Over 200,000 Working America members are unemployed, so we’re particularly enraged by the practice of discrimination against the unemployed. Employers still run postings that require job applicants to be currently employed, and sites like Monster.com and CareerBuilder have refused to take them down.
That’s why we want to extend our appreciation to the jobs posting website Indeed.com, who last week banned job postings that discriminate against the unemployed:
Indeed’s Director of Communications, Sophie Beaurpere, issued the following statement:
“Indeed.com strives to provide the best job search experience for job seekers. Our policy is to exclude job listings that do not comply with federal or local laws related to discriminatory hiring practices as well as job listings that discriminate against the unemployed.”

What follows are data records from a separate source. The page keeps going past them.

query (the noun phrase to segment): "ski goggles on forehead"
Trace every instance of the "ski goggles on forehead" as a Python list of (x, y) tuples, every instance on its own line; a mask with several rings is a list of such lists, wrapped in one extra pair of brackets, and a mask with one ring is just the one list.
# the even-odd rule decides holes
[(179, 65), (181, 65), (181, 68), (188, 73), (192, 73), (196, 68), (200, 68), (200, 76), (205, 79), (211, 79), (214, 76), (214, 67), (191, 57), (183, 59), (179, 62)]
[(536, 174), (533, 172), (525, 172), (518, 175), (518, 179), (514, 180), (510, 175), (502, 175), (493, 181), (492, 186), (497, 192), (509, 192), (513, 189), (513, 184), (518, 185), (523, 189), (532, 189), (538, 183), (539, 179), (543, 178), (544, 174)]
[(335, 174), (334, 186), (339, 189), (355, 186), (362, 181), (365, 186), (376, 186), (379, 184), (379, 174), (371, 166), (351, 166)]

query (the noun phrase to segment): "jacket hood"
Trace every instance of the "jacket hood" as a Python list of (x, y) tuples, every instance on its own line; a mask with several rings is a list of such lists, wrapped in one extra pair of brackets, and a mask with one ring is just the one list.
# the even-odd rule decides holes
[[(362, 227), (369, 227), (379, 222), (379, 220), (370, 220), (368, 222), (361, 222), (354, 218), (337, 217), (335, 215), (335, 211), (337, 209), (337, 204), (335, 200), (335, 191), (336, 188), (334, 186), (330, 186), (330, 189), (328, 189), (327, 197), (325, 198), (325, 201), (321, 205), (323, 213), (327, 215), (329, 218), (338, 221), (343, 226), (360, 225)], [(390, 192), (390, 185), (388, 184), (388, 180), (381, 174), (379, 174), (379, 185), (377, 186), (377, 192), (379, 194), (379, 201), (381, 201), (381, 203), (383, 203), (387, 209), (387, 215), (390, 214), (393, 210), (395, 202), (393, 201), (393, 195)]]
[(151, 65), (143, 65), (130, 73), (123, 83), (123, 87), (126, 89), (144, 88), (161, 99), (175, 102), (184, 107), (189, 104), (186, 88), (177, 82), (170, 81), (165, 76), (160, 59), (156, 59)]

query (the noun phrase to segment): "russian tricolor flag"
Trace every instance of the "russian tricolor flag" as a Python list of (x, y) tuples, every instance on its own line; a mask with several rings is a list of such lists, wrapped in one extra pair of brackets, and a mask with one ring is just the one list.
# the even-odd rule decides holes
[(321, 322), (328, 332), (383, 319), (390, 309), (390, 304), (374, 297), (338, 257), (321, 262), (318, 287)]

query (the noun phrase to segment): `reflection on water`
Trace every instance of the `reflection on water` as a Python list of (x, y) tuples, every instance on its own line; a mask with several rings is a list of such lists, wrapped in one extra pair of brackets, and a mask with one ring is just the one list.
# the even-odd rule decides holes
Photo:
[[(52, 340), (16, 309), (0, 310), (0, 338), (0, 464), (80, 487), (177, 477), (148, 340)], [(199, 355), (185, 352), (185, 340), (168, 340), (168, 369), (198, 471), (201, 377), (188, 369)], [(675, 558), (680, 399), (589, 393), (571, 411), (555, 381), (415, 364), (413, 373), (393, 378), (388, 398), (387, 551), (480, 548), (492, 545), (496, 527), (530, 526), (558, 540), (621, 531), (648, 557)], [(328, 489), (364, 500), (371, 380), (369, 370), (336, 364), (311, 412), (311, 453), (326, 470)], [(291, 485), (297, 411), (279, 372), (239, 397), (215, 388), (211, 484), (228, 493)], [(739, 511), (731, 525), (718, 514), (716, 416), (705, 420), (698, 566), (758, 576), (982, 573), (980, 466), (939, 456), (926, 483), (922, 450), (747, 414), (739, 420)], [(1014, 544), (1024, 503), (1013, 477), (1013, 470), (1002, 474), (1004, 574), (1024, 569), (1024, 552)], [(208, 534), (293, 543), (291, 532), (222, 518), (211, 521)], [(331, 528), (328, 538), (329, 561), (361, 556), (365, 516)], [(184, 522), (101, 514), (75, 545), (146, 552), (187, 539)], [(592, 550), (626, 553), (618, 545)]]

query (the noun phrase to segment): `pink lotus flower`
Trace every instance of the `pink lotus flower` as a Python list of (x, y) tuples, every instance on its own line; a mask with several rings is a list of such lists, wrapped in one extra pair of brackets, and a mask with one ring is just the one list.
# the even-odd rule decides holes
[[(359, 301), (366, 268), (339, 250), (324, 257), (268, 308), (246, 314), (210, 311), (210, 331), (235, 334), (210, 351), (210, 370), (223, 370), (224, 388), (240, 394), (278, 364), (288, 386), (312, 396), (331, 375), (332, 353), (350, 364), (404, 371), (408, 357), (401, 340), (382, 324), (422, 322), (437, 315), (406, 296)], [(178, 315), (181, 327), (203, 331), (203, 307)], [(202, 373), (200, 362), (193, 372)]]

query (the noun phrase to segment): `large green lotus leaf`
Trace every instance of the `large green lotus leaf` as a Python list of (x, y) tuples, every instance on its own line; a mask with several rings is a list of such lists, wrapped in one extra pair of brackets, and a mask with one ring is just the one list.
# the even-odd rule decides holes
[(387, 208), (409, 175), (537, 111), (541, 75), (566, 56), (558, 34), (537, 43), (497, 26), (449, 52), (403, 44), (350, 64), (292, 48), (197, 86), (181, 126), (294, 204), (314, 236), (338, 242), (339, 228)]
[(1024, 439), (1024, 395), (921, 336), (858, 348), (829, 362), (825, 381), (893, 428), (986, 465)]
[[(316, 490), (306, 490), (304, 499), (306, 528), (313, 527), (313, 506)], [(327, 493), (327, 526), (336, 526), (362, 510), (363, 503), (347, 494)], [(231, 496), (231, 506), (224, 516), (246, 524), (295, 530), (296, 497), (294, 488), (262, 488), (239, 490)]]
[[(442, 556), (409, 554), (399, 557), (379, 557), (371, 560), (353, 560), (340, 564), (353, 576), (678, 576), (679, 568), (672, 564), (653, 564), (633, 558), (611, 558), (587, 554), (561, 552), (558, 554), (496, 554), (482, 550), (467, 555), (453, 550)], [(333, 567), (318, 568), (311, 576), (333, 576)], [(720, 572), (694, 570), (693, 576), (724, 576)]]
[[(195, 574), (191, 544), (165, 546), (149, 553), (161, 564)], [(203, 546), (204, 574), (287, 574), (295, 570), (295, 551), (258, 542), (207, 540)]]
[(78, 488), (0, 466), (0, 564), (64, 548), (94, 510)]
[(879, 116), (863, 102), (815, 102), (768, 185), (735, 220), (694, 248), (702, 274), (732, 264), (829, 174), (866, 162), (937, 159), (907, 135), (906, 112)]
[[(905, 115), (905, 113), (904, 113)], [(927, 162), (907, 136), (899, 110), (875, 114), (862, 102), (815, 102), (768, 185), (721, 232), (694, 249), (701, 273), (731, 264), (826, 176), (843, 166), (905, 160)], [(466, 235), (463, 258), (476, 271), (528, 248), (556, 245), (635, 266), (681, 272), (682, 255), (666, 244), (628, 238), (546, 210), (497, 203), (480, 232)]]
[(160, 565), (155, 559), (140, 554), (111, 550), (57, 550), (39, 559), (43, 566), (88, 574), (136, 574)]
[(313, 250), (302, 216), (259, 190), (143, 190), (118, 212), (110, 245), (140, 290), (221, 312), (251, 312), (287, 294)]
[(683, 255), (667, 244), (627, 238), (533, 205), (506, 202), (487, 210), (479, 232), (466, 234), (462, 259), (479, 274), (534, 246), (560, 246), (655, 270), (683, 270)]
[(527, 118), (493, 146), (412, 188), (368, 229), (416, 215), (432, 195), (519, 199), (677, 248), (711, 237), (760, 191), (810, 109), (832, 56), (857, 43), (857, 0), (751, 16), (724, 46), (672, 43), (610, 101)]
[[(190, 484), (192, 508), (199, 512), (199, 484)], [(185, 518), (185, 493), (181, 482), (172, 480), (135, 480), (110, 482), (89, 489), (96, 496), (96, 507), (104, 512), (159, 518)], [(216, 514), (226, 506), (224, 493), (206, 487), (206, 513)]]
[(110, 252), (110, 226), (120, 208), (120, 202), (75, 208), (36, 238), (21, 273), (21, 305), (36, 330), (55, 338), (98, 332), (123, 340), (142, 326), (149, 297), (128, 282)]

Soon, Indeed’s policy could be the law. The American Jobs Act, introduced by President Obama last week, contains language that that would ban the practice. Section 372 says the act shall “prohibit employers and employment agencies from disqualifying an individual from employment opportunities because of that individual’s status as unemployed.”
Doesn't seem too controversial, but since partisan Republicans like Texas Rep. Louie Gohmert are scrambling to find a reason to oppose Obama’s popular jobs proposals, they’ve decided to play politics with this issue:
[Rep. Louie Gohmert (R-TX)] said this provision would only discourage companies from interviewing unemployed candidates, and would "help trial lawyers who are not having enough work," since there are about 14 million unemployed Americans.
“Trial lawyers” are a favorite punching bag for Republicans and anti-worker interests. Whenever any sort of consumer protection statute is proposed, you’ll always hear talk of lawyers and “frivolous lawsuits” to dismiss it as wasteful and ineffective. But those decades-old dog whistle political games are no solace to the thousands of unemployed Americans who are ready and willing to work – who don’t have the resources to sue anybody, and wouldn’t want to anyway – who have been rejected from jobs simply because they aren’t currently employed.
Stand alone legislation banning this type of discrimination, known as the Fair Employment Act of 2011 has already been introduced in the House and Senate.